October 6th, 2015 10:54 AM

As the Supreme Court term begins, NPR court correspondent Nina Totenberg played dumb on Monday’s Morning Edition, much like Adam Liptak at The New York Times. Why would conservatives dislike “consistently conservative” chief justice John Roberts?

Desperately employing rickety rationales twice to uphold Obamacare somehow doesn’t undermine “consistency.” Totenberg forgot Roberts being hailed by Time magazine in 2012 as similar to  Beethoven, Willie Mays, and King Solomon: “Not since King Solomon offered to split the baby has a judge engineered a slicker solution to a bitterly divisive dispute.”

This is how memory-challenged NPR began on Monday:

RENEE MONTAGNE: It would not have seemed possible when John Roberts ascended to the chief justice of the Supreme Court. But as the high court's new term begins today, the chief justice, despite his overall conservative record on the bench, has become a punching bag for candidates vying for the Republican presidential nomination. NPR's legal affairs correspondent Nina Totenberg reports.

NINA TOTENBERG: Presidential candidates have often criticized the court, pledging that they would appoint a different kind of justice. It's been a half-century, though, since politicians have put a chief justice by name in the crosshairs of criticism. And what is puzzling about the Roberts's critique is that this George W. Bush appointee was hailed by the right when he was appointed 10 years ago. And he has a consistently conservative record on most issues.

Totenberg seems to be referring to “Impeach Earl Warren” cries in the 1960s. But can she seriously claim that Chief Justice Rehnquist wasn’t “in the crosshairs of criticism” after Bush v. Gore?

She claimed “On only one flashpoint subject has he parted ways with some or all of the court's most conservative members -- Obamacare.” As if that one was insignificant. Mark Levin declared "Our constitutional process is dead."

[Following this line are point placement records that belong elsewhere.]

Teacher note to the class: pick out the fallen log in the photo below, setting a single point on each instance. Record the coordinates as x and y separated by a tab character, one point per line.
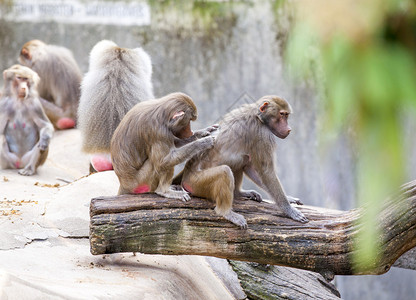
151	224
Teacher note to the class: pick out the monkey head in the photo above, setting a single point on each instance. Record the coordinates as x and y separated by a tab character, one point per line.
182	113
274	112
20	81
26	54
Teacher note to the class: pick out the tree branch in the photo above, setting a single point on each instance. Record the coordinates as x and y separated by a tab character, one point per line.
150	224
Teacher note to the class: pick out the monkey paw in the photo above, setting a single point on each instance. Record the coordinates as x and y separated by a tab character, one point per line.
206	131
237	219
294	200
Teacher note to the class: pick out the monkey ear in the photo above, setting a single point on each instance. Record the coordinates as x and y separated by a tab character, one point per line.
263	106
177	115
26	54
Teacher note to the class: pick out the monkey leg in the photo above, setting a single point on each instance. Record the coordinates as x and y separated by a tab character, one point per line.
165	189
101	162
217	184
244	194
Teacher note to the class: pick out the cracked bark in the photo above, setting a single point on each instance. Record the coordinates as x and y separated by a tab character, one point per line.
150	224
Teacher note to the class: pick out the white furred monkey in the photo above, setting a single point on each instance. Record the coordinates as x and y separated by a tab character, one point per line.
117	79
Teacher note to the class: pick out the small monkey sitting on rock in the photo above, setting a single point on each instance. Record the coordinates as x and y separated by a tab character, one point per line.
151	139
25	128
246	145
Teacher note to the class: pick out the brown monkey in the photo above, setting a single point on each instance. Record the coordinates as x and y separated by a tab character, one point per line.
60	80
23	122
245	145
144	146
117	79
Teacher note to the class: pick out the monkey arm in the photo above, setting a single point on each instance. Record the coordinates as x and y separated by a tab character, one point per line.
251	173
46	129
179	155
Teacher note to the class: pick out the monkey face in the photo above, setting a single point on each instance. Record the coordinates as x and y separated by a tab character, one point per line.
21	86
279	125
275	118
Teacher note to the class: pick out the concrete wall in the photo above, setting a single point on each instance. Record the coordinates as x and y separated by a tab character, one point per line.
225	54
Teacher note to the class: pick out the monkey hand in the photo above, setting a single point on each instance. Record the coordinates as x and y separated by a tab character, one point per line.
295	214
204	144
294	200
206	131
43	143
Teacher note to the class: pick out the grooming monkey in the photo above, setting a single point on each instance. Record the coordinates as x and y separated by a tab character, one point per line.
246	145
117	79
23	122
60	80
152	138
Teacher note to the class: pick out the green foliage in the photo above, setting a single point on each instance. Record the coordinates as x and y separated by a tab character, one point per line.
364	65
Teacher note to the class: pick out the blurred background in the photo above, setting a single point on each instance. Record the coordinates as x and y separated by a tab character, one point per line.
348	70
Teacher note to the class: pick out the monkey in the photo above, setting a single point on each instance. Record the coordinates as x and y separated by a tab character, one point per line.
151	139
117	79
59	87
244	145
25	128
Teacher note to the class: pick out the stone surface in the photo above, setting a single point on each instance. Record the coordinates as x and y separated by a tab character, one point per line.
44	246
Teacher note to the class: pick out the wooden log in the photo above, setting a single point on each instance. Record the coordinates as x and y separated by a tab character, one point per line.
277	282
155	225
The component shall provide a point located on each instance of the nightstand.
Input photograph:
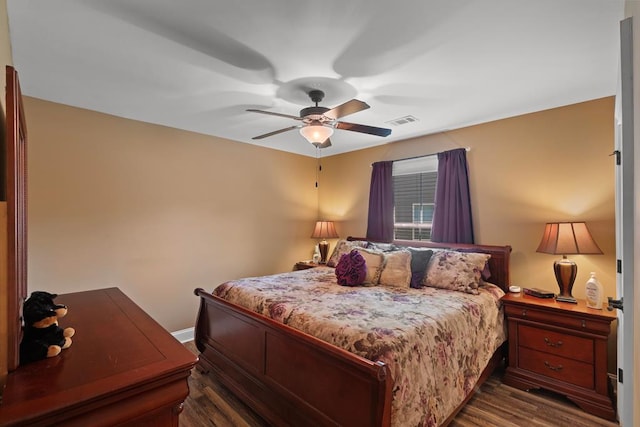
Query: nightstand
(560, 347)
(304, 265)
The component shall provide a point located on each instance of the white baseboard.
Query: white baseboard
(184, 335)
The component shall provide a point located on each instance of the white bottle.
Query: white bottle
(594, 292)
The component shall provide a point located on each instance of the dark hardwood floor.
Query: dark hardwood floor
(495, 404)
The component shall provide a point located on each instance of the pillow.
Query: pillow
(344, 247)
(419, 261)
(351, 269)
(374, 262)
(396, 269)
(458, 271)
(486, 272)
(382, 247)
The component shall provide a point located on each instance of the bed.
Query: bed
(292, 370)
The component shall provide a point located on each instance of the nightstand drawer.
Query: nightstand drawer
(560, 319)
(559, 344)
(560, 368)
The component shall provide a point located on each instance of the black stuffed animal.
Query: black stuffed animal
(42, 337)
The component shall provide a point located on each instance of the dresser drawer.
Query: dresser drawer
(560, 368)
(556, 343)
(569, 320)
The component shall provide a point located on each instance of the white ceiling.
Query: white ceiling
(199, 64)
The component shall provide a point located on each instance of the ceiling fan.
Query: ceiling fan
(318, 122)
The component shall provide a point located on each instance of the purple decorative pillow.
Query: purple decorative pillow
(351, 269)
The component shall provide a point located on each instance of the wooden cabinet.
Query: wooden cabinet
(122, 369)
(560, 347)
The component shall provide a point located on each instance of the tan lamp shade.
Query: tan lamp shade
(567, 238)
(324, 230)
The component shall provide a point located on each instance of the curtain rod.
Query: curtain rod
(467, 149)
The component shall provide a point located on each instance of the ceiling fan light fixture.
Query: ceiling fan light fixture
(316, 134)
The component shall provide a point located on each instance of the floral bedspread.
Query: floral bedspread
(436, 342)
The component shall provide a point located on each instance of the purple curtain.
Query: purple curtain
(380, 221)
(452, 222)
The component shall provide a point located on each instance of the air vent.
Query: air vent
(402, 121)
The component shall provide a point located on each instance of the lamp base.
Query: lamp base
(565, 271)
(561, 298)
(324, 251)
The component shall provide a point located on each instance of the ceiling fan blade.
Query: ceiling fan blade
(271, 113)
(275, 132)
(347, 108)
(363, 129)
(325, 144)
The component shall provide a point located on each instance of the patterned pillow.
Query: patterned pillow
(382, 247)
(456, 271)
(396, 270)
(374, 262)
(344, 247)
(419, 262)
(351, 269)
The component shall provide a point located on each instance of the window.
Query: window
(414, 190)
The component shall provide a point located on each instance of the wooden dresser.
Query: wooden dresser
(561, 347)
(122, 369)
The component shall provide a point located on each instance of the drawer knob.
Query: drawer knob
(553, 368)
(552, 344)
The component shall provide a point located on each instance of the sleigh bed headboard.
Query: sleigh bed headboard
(498, 263)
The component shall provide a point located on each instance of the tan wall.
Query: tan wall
(632, 9)
(5, 50)
(552, 165)
(5, 59)
(158, 211)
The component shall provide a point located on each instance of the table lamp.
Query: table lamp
(567, 238)
(324, 230)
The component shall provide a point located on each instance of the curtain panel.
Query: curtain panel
(380, 220)
(452, 221)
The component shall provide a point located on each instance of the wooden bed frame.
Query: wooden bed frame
(291, 378)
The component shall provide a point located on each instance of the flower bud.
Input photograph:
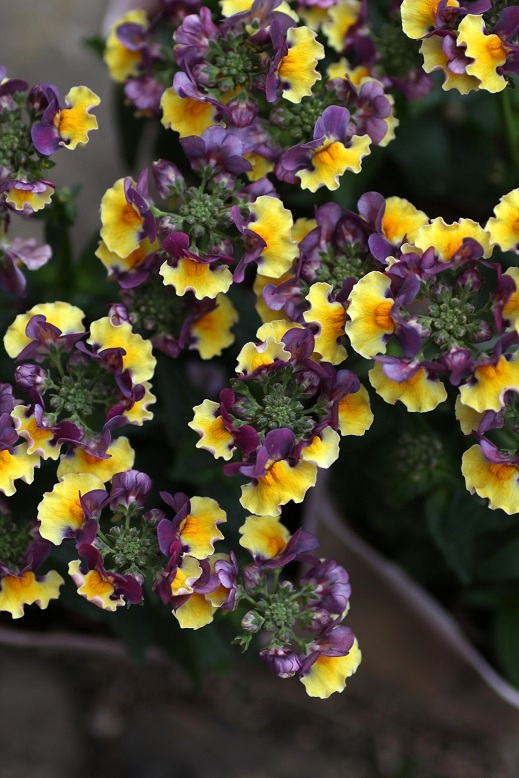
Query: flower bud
(168, 178)
(283, 662)
(29, 377)
(251, 622)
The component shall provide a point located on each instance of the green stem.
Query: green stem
(509, 127)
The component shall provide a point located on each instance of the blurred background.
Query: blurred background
(82, 707)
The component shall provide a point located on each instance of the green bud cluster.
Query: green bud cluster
(281, 610)
(417, 455)
(491, 17)
(347, 263)
(232, 62)
(80, 394)
(451, 318)
(203, 213)
(154, 309)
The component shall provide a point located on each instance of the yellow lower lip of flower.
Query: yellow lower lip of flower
(201, 279)
(488, 52)
(419, 394)
(214, 436)
(21, 198)
(329, 673)
(434, 58)
(75, 123)
(138, 357)
(197, 612)
(297, 68)
(331, 160)
(497, 482)
(330, 316)
(185, 576)
(273, 222)
(492, 381)
(264, 536)
(121, 455)
(341, 17)
(199, 531)
(281, 484)
(355, 416)
(16, 465)
(447, 239)
(212, 333)
(185, 115)
(504, 226)
(120, 61)
(94, 587)
(369, 312)
(419, 16)
(401, 220)
(38, 438)
(60, 510)
(15, 592)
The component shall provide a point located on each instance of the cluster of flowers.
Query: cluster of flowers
(33, 125)
(473, 42)
(255, 73)
(417, 295)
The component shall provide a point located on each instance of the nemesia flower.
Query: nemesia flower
(328, 674)
(504, 225)
(64, 320)
(26, 588)
(269, 233)
(443, 52)
(28, 195)
(330, 317)
(123, 223)
(190, 272)
(448, 239)
(16, 464)
(137, 357)
(105, 589)
(72, 503)
(342, 16)
(490, 381)
(121, 60)
(419, 17)
(119, 458)
(68, 126)
(369, 310)
(214, 436)
(487, 51)
(294, 65)
(420, 391)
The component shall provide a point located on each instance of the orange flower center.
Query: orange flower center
(382, 316)
(503, 472)
(329, 157)
(491, 372)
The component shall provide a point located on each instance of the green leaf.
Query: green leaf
(506, 638)
(130, 129)
(95, 43)
(452, 531)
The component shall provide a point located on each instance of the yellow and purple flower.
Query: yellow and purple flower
(69, 126)
(332, 152)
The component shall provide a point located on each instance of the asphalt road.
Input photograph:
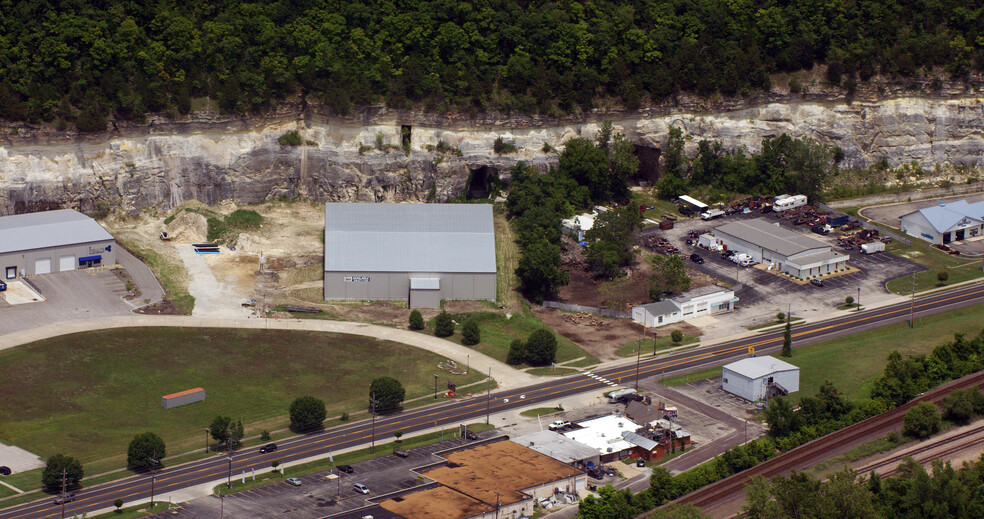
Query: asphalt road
(463, 411)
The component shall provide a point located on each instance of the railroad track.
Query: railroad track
(731, 488)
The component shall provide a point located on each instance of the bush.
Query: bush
(145, 451)
(470, 333)
(291, 138)
(517, 353)
(541, 348)
(443, 325)
(921, 421)
(307, 413)
(51, 476)
(416, 320)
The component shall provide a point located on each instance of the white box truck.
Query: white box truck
(873, 247)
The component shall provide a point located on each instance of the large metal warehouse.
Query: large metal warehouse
(52, 241)
(419, 253)
(788, 251)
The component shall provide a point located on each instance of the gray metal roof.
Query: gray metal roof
(757, 367)
(424, 238)
(557, 446)
(48, 229)
(772, 237)
(946, 215)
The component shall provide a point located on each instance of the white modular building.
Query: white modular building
(945, 222)
(707, 300)
(787, 251)
(759, 378)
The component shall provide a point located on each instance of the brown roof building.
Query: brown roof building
(493, 477)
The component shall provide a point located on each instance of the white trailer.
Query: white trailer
(786, 202)
(873, 247)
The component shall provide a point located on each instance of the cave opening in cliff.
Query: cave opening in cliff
(648, 163)
(405, 136)
(480, 182)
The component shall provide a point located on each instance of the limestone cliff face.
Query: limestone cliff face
(163, 163)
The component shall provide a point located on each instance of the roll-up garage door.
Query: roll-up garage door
(66, 263)
(42, 266)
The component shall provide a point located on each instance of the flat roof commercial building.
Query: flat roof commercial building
(788, 251)
(759, 378)
(52, 241)
(419, 253)
(945, 222)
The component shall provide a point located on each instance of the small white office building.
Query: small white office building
(707, 300)
(759, 378)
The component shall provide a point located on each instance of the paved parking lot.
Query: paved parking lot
(763, 294)
(314, 498)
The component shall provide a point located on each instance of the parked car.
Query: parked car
(67, 498)
(559, 425)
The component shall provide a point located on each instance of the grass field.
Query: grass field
(498, 333)
(88, 394)
(861, 358)
(506, 261)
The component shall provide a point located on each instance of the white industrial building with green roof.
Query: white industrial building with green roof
(52, 241)
(419, 253)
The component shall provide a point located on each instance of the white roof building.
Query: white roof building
(758, 378)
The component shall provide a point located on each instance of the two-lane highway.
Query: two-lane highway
(465, 410)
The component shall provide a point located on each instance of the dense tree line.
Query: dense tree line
(83, 62)
(785, 165)
(911, 493)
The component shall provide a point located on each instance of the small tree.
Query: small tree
(388, 394)
(517, 353)
(51, 476)
(416, 320)
(145, 451)
(787, 340)
(307, 413)
(541, 348)
(470, 334)
(443, 325)
(921, 421)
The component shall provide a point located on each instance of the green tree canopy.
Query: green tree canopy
(388, 394)
(307, 412)
(146, 450)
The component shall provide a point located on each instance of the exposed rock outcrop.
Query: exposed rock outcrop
(162, 164)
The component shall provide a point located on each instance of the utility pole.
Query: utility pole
(912, 300)
(63, 493)
(372, 411)
(488, 396)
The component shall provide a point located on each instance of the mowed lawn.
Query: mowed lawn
(853, 363)
(88, 394)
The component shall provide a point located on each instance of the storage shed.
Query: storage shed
(419, 253)
(52, 241)
(760, 378)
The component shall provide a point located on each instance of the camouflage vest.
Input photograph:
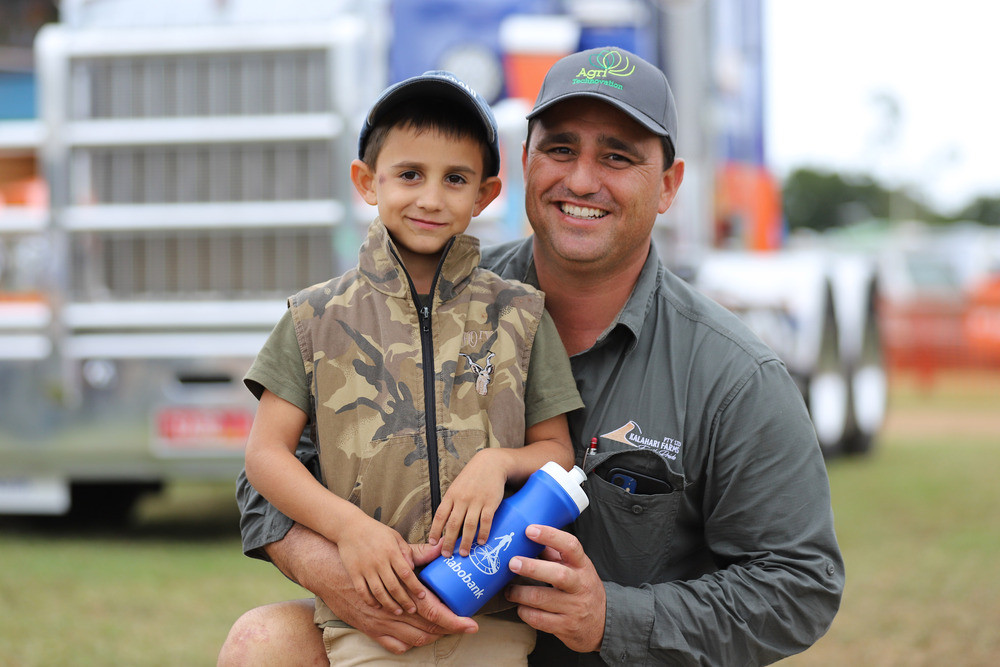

Imagine a liberal Chief Justice who voted to repeal Roe v. Wade or voted against a mandate for gay marriage. Would Democrats (and their media allies) still call them “consistently liberal”?

Liberals may have been delighted by the end of the last term in June, but Totenberg insisted there were conservative horrors to come:

TOTENBERG: Most experts see those liberal victories, however, as a product of an idiosyncratic mix of cases. And this term, the issues play much more to the strength of the court's conservatives. There are cases that could further cut back affirmative action in higher education, hobble or destroy public employee unions and make it easier to limit voter participation in elections.

Typically, the NPR reporter didn't interview any conseratives for analysis, just her former intern Tom Goldstein of the liberal SCOTUSBlog. (She doesn't usually disclose their tight relationship. Now a leading Supreme Court lawyer, Totenberg helped him get a clerkship with liberal Judge Patricia Wald, a one-time favorite on Democratic wish lists for the high court. Goldstein and his wife Amy Howe named their baby Nina after her.)